Compared with littermate controls, no obvious developmental defect was identified in KspCre and Six2CreDnmt3af/f and Dnmt3bf/f double knock-out mice. RRBS data showed significant methylation changes in both DKO mice consistent with Dnmt3a/b role in establishing de novo methylation pattern. More hypo-methylated regions (Hypo-DMR) were identified in Six2Cre DKO mice, suggesting the key role of Dnmt3a/b in establishing cell type specific methylation in development.

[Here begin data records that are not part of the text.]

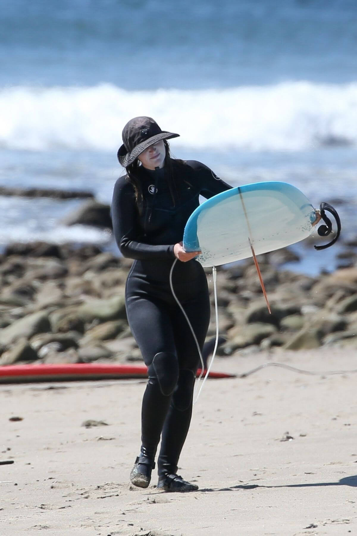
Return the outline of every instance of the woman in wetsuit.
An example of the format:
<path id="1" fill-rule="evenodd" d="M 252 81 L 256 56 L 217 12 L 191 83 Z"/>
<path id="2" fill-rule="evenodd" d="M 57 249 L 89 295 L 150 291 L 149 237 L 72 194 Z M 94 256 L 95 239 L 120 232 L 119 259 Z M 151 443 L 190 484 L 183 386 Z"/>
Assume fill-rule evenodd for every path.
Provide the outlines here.
<path id="1" fill-rule="evenodd" d="M 188 431 L 199 356 L 187 319 L 203 348 L 210 322 L 207 280 L 195 260 L 199 252 L 182 247 L 185 225 L 198 206 L 230 188 L 206 166 L 172 159 L 166 141 L 178 134 L 163 131 L 151 117 L 135 117 L 123 130 L 118 151 L 127 174 L 114 190 L 114 235 L 124 257 L 135 259 L 125 289 L 128 319 L 148 367 L 142 408 L 142 446 L 130 473 L 134 485 L 146 488 L 158 459 L 157 489 L 188 492 L 198 486 L 177 474 Z"/>

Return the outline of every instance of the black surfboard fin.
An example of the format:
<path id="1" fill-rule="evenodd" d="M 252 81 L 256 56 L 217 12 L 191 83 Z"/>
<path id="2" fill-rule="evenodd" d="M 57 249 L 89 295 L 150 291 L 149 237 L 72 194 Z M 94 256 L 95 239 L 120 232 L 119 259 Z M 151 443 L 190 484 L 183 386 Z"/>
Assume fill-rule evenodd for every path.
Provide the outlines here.
<path id="1" fill-rule="evenodd" d="M 337 211 L 333 208 L 333 206 L 329 205 L 328 203 L 322 203 L 320 205 L 320 214 L 321 214 L 321 217 L 325 222 L 325 225 L 320 225 L 319 227 L 317 229 L 317 233 L 319 236 L 328 236 L 328 235 L 332 231 L 332 224 L 331 220 L 329 218 L 328 218 L 326 214 L 326 211 L 331 213 L 331 214 L 332 214 L 336 222 L 337 228 L 336 234 L 331 242 L 329 242 L 328 244 L 324 244 L 323 245 L 314 246 L 315 249 L 317 249 L 319 251 L 322 249 L 326 249 L 326 248 L 329 248 L 330 246 L 333 245 L 338 239 L 338 237 L 340 236 L 340 233 L 341 232 L 341 220 Z"/>

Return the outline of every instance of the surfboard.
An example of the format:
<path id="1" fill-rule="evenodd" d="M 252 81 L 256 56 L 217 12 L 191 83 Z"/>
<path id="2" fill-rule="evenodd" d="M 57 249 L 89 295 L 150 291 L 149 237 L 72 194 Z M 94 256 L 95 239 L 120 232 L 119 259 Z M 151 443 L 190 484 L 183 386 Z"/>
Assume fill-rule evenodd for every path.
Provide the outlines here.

To explore the genome wide effect of Dnmt3a and Dnmt3b, WGBS was performed on isolated Ksp positive renal tubule epithelial cells. Remarkable decreased in cytosine methylation was observed at genome wide level, especially affecting fetal enhancers which gain methylation in normal development. Motif enrichment analysis showed the significant enrichment of hypo-methylated regions in binding sites of kidney developmental transcription factors including Six2. Despite the broad changes in cytosine methylation, the effect of Dnmt3a and Dnmt3b loss on gene expression was less pronounced. DKO mice showed no differences when compared to control following kidney injury.

Conclusion

Our results indicate Dnmt3a and Dnmt3b are necessary for de novo methylation of enhancers which are active in fetal kidney and closed in adult kidney. Despite the significant methylation changes on enhancer regions, the effect of de novo methylation on gene expression regulation and phenotype was less pronounced.